The Black Lives Matter group called for a Democratic presidential primary debate focusing on their paramount issues, race relations, police treatment of minorities, and “white privilege.” The Democratic National Committee offered a town hall meeting-style event instead. BlackLivesMatter responded that wasn’t good enough.
Whatever else you think of the organization, their objection sounds perfectly rational and fair:
It is not enough to poll the Presidential candidates on whether or not they think “Black lives matter” or “All lives matter” – we deserve substantive responses – including and in addition to criminal justice reform, what will the presidential candidates do to ensure that Black lives matter?
We deserve substance and not rhetoric. In fact, we demand it. Join the call for a Black Lives Matter Presidential debate focused on the issues important to our community.
Limiting the number of debates unfairly privileges some candidates over others, and cheats voters out of the opportunity to fully engage candidates on issues we care about. Black voters, in particular, constitute a significant portion of the potential voting bloc. According to the Center for American Progress, in 2012, Black women voted at a higher rate than any other group, across ethnicity, gender and race. Those of us who (reluctantly) give our votes to the Democratic Party deserve more robust forums on issues of particular concern to our communities, at home and abroad.

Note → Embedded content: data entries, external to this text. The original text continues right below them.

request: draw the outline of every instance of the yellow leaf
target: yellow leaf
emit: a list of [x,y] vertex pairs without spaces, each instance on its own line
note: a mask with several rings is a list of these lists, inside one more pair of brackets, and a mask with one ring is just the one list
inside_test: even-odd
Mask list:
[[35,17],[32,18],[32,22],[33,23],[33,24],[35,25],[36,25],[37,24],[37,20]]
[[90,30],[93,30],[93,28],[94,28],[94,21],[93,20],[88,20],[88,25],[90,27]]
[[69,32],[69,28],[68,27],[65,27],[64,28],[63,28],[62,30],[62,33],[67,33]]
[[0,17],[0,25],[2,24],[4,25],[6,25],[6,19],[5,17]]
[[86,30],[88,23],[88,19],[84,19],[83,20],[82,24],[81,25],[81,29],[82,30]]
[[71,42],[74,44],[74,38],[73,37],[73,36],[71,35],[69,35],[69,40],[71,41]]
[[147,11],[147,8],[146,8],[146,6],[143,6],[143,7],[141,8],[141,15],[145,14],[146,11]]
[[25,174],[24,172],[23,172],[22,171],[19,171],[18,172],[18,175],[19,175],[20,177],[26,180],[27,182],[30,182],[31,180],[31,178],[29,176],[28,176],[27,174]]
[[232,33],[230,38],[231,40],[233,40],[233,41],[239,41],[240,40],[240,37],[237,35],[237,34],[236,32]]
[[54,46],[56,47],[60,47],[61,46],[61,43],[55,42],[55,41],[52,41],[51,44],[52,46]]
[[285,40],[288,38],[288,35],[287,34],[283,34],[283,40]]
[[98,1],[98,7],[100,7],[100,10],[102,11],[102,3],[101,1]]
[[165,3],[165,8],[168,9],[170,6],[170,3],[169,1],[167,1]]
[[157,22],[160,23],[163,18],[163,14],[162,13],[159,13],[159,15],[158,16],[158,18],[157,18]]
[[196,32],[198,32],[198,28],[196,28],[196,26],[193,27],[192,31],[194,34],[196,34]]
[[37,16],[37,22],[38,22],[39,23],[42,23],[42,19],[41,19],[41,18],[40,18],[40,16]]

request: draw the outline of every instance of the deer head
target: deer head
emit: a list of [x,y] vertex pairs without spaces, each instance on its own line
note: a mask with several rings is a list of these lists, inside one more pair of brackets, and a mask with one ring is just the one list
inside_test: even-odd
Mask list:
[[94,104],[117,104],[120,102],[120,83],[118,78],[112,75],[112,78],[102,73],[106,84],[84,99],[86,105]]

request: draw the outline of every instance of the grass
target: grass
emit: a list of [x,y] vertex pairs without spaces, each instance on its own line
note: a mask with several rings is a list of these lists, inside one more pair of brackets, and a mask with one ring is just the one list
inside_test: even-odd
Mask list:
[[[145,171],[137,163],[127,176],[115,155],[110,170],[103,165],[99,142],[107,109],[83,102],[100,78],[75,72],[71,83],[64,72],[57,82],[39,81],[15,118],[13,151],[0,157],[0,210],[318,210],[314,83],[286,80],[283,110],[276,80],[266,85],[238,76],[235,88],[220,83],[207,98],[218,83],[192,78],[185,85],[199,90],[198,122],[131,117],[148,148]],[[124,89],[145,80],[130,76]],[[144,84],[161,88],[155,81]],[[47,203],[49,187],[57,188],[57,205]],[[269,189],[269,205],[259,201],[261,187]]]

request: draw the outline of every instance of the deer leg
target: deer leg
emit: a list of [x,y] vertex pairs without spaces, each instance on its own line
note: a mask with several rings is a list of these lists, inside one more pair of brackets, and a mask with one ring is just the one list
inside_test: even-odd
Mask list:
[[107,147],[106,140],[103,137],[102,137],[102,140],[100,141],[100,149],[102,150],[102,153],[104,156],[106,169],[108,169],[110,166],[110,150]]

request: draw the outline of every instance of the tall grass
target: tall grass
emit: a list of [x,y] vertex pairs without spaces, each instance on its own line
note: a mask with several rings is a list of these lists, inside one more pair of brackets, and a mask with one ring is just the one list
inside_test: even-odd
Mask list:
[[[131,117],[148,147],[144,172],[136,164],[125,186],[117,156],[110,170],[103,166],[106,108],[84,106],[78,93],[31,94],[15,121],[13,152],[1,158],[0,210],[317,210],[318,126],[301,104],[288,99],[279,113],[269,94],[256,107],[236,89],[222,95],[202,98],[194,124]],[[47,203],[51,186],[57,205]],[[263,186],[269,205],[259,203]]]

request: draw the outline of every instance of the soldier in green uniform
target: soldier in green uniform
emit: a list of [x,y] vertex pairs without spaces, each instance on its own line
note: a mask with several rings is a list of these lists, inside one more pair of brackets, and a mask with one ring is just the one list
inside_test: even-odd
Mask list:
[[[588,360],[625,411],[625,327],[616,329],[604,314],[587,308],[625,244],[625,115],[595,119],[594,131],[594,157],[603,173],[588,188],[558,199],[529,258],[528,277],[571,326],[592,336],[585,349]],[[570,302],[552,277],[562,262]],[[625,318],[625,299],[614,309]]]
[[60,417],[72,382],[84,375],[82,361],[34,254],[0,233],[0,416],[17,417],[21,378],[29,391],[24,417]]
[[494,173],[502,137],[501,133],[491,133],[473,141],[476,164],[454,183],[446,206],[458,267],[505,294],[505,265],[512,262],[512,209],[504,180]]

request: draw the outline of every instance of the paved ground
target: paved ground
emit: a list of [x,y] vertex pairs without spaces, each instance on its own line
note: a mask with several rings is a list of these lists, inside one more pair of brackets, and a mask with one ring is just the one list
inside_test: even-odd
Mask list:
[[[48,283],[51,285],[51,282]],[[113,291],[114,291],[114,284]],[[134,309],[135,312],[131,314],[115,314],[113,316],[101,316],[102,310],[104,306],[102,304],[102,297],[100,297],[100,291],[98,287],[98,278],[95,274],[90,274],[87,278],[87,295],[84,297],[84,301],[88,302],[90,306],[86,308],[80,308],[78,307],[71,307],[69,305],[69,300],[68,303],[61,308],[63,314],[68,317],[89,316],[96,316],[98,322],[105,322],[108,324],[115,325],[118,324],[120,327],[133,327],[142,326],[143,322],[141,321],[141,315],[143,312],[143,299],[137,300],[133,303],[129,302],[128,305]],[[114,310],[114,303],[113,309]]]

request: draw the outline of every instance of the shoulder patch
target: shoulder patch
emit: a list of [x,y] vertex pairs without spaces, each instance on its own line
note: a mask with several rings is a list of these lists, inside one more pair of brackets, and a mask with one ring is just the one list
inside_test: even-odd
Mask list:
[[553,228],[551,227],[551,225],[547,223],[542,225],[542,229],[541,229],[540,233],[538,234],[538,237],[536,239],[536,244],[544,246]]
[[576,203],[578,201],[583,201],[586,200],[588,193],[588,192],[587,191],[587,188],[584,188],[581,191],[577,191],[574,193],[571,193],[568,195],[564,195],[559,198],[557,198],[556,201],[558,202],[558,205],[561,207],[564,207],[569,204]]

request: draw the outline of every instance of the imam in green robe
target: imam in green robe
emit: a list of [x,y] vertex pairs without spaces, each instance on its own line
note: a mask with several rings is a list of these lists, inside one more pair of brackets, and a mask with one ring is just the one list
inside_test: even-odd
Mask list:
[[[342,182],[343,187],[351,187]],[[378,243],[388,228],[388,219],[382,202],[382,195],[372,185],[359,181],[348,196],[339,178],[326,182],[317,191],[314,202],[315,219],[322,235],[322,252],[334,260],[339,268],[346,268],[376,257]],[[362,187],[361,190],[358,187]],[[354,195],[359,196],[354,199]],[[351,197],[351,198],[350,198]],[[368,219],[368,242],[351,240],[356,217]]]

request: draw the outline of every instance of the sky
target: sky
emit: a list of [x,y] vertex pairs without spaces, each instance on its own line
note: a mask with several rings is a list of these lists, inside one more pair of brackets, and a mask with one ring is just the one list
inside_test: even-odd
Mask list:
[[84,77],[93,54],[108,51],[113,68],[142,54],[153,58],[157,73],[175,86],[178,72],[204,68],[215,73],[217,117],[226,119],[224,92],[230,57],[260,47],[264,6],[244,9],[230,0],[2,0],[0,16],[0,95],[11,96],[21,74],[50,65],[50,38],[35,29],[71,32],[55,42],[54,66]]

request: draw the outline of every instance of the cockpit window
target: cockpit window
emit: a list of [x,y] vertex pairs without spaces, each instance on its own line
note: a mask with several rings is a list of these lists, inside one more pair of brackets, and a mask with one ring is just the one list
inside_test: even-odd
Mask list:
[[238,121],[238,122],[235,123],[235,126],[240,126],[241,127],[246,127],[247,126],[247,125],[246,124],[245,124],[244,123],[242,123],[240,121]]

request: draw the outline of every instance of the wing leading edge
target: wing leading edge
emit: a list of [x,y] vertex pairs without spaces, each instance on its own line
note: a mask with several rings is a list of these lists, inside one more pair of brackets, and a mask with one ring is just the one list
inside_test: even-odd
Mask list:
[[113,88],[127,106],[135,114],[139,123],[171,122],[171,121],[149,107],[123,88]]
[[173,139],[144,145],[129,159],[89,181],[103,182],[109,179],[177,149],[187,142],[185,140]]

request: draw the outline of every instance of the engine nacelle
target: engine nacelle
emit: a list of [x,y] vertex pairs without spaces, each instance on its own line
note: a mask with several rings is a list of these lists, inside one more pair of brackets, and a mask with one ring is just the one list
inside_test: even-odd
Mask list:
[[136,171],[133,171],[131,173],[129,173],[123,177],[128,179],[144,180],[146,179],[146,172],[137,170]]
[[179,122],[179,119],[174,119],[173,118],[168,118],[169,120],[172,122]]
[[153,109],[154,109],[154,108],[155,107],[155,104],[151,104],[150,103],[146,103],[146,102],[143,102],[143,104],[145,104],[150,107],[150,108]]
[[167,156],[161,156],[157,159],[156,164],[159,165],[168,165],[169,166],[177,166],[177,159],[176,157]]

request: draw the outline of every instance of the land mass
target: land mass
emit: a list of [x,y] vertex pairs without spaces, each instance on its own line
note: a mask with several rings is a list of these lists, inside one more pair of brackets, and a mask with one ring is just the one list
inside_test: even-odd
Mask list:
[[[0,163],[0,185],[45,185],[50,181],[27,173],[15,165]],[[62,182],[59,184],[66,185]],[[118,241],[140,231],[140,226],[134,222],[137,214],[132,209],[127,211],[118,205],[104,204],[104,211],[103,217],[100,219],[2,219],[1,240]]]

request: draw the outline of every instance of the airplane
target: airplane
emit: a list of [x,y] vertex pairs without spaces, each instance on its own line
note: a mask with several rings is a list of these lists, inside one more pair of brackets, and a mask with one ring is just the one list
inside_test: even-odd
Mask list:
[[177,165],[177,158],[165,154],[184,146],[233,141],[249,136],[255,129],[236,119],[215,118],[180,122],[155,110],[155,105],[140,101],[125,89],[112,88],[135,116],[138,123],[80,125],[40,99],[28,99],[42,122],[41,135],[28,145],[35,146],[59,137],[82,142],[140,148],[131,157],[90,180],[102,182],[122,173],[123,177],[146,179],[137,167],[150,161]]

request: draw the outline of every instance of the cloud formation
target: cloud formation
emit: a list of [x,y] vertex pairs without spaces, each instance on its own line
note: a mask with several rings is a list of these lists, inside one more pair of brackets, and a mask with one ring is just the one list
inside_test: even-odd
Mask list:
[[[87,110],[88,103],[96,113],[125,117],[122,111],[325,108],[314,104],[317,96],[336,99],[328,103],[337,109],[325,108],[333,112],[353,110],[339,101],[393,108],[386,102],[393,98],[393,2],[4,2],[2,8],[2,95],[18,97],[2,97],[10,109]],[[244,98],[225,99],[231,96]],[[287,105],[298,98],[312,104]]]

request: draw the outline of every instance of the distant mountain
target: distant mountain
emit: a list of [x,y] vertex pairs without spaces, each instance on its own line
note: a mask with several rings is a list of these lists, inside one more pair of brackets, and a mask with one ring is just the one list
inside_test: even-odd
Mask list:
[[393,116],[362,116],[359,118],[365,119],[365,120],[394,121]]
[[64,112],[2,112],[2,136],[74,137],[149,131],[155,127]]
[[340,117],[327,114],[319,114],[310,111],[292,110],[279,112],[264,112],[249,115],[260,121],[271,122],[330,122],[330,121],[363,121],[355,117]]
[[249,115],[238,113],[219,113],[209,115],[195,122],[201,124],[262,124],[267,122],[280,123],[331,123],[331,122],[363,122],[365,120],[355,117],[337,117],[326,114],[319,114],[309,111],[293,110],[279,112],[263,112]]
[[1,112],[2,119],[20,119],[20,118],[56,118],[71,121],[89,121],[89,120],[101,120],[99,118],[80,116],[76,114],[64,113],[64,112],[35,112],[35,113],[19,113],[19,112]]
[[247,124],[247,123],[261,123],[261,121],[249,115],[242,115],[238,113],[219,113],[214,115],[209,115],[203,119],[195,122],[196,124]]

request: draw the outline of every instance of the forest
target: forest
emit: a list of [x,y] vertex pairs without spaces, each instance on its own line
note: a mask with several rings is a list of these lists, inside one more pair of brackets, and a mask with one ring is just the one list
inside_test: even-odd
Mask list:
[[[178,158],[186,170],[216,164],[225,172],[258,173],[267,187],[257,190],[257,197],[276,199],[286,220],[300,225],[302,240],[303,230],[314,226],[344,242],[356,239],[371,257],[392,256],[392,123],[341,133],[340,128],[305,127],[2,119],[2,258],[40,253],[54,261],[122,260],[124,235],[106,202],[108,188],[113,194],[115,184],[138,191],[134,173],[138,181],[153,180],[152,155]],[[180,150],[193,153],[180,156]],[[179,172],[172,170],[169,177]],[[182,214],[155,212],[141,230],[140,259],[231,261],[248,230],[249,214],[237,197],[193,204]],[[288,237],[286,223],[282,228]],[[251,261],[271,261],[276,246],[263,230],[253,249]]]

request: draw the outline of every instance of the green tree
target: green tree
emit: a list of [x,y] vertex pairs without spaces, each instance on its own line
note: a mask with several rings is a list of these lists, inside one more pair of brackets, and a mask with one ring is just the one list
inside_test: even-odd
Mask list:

Its time to extend the conversation beyond the status quo.
Sure, the debate might lead to some awkward moments, as the candidates tell the members of Black Lives Matter things they don’t want to hear, or find themselves making promises, pledges and assessments of the issues that will play poorly in the general election. But if a candidate finds an event like this to difficult to handle as a candidate, how are they going to handle these issues in the presidency?
Finally, debate moderators who can get Bernie Sanders to stop shouting!